You will write a function, in which having $a_k * x^k$ means that

  • for $n=k$
  • the number of distributions is $a_k$

For instance, let's say your result is $5 x^2 + 4 x^3 + ...$ then that's means that if $n=2$ then the number of distributions is $5$...

It's usually defined like this

\[ G(x) = \sum_{k \in N} a_k * x^k \]

Creating a generating function

If we got $k$ issues and $m$ experiments ($m = Card(X)$ for instance) then we would have

\[ G(x) = \prod_{j=1}^{m} \sum_{i=k_j}^{n_j} x^i \]
  • this is a product of sums
  • for each value of X (indexed by $j$)
  • we calculate a sum,
  • from $k_j$ (the minimum of times you want this value)
  • to $n_j$ (the maximum of times you want this value)
  • once you multiplied and factorized the result, $a$ in $a * x^i$ is the number of distributions for $n=i$.

You may also use the other methods as explained on these websites


Example (1)

Let's say you are rolling two dices.
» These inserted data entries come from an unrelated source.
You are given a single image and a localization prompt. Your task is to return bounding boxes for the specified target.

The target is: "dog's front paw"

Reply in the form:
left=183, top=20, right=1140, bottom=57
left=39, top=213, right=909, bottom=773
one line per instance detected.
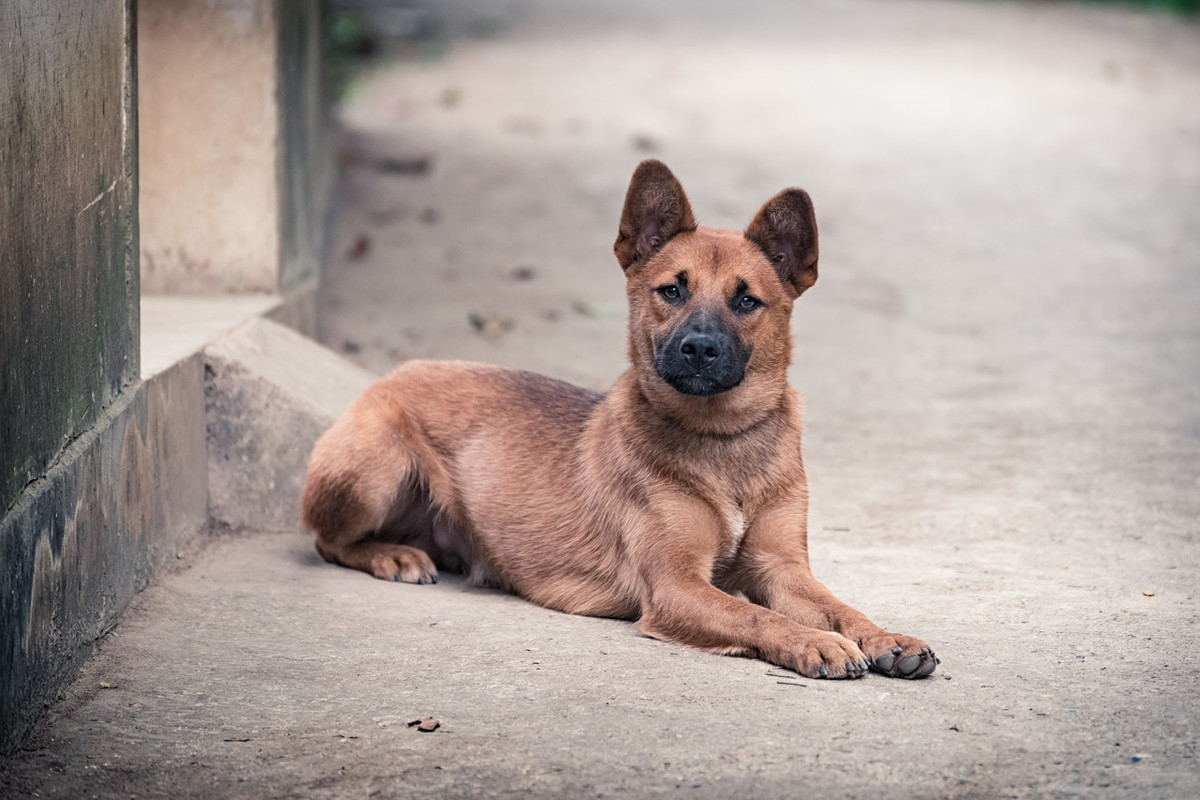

You got $m=2$ and each experiment goes from $1$ to $6$, so you have $k_1=k_2=1$ (min) to $n_1=n_2=6$ (max). We will have

\[ \begin{split} G(x) = (\sum_{i=1}^{6} x^i) * (\sum_{i=1}^{6} x^i) = (x+x^2+x^3+x^4+x^5+x^6)^2 \\ = x^2 + 2 x^3 + 3 x^4 + 4 x^5 + 5 x^6 + 6 x^7 + 5 x^8 + 4 x^9 + 3 x^{10} + 2 x^{11} + x^{12} \end{split} \]

You can develop that easily using websites (😂) like wolframalpha.

If you are asked the number of issues/the cardinal

  • when the sum is $7$ then it's $6$
  • when the sum is $8$ then it's $4$
  • ...

Okay, you could actually find that yourself like for the $sum=7$ then we have $(1,6),\ (2,5),\ (3,4)$ so that's 6 (without the order like $1+6=6+1$), but a generating function is scalable and that was not that hard (aside from developing the function 😬).


Example (2)

You have $n=12$ cakes (chocolate, vanilla, strawberry),

  • each person must have at least two flavors
  • and they can't have chocolate more than 4 times

Since we need "at least two", then $k_1=k_2=k_3=2$. Aside from $n_1$, we don't have restrictions on vanilla/strawberry, so $n_2=n_3=12$. As for chocolate, $n_1=4$ (since "up to" 4).

\[ \sum_{i=2}^{12} x^i * \sum_{i=2}^{12} x^i * \sum_{i=2}^{4} x^i \]

is evaluated (using wolframalpha 😶) as

@ x^{28} + ... + 18 x^{12} + ... + x^6 @

So we have 18 ways of distributing our cakes (since $n=12$). If $n=6$ then it would be 1, etc.